If you have information about the stolen vehicle, call the Steamboat Springs Police Department at 879-4344.
Steamboat Springs Devon Bradley awoke and went outside at about 7:45 a.m. to go to work, as he does every day. But Tuesday something was different. His car was missing.
"I was like, 'Where's my car?' because I knew I had driven it home, and I would have heard if someone was trying to steal it," he said.
Bradley, 21, said he came home from work at about midnight Monday, parked his 1995 Jeep Wrangler where he always does, next to his window at Walton Village apartments, and went to bed shortly after.
Bradley said he called police immediately when he realized his car was gone.
"At this point there aren't any suspects, but the situation is under investigation," police Capt. Joel Rae said.
Rae said the police department gets one or two stolen vehicle complaints a month, though most of the cars are recovered the next day in the city or sometimes in Denver.
"As we get into the winter months, we see a lot more people having their cars stolen, especially downtown because drunks will usually find an unlocked car, get in it and drive away," he said.
Those are the vehicles that are usually recovered the next day.
Bradley said he hoped that was what happened to his car, though he didn't think that was likely.
"My friends and I spent about four hours driving every street in Steamboat Springs, and unless it's in a garage, we didn't find it.
"I was hoping some drunk just drove it and parked it in a ditch somewhere," he said.
Bradley describes his Jeep as black with a tan soft-top and Massachusetts license plates. He said the grill is rusty and the exhaust is cracked and is very loud when it starts, which is why he is surprised he didn't wake up when it was stolen.
"It's very odd to me, because my car is so loud when you start it. I should have heard it," he said.
"I loved that Jeep. It was my thing. I loved to go four-wheeling," he said.
Bradley said his car was unlocked, and he left the keys and the title in it because he was going to get Colorado plates the next day.

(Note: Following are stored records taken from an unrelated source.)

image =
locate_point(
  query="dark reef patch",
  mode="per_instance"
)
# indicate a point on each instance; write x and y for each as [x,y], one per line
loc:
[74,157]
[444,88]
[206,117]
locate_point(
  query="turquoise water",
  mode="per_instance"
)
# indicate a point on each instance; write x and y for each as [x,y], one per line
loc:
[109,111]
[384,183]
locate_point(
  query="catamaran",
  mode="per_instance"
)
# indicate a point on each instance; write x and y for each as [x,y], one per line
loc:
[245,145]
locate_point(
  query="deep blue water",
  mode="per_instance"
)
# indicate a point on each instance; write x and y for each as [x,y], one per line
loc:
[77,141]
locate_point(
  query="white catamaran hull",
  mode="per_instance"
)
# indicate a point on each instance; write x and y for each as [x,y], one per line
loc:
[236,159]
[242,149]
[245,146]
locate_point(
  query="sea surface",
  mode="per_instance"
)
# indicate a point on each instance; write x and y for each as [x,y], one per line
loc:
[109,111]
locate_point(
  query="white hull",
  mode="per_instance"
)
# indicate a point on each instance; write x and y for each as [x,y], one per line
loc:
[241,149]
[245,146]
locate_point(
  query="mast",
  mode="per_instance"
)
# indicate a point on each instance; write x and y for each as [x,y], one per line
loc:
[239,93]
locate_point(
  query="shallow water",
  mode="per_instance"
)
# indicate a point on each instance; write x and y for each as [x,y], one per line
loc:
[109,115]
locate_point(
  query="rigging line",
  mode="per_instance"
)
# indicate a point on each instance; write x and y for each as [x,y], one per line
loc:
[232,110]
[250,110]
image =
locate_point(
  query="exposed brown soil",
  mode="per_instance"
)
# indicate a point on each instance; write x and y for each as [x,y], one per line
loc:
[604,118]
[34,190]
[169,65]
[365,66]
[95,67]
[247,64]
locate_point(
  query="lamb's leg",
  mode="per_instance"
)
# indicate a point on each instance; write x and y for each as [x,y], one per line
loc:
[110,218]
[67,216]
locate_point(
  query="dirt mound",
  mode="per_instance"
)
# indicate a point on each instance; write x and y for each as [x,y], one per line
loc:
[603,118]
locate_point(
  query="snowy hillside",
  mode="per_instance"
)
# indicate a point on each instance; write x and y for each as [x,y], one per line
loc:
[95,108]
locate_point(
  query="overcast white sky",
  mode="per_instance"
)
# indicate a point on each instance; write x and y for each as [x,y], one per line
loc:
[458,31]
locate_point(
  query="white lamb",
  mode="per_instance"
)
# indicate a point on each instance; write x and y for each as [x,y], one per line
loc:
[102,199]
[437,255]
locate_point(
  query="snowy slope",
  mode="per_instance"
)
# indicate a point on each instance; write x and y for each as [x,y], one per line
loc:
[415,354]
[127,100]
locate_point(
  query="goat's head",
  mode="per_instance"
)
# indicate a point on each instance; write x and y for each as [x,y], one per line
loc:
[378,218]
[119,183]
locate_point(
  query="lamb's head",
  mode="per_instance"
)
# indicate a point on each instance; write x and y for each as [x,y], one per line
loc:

"If somebody was set on stealing it, they're set," he said.
Rae said that all Northwest Colorado law enforcement agencies have been notified about the theft.
Rae said most thefts occur when cars are unlocked and that people should keep their cars locked and valuables out of sight.
"You don't ever want to keep anything of value in your car," he said.
"Keep your car locked and don't keep spare keys in the glove box or middle console, because criminals will find them."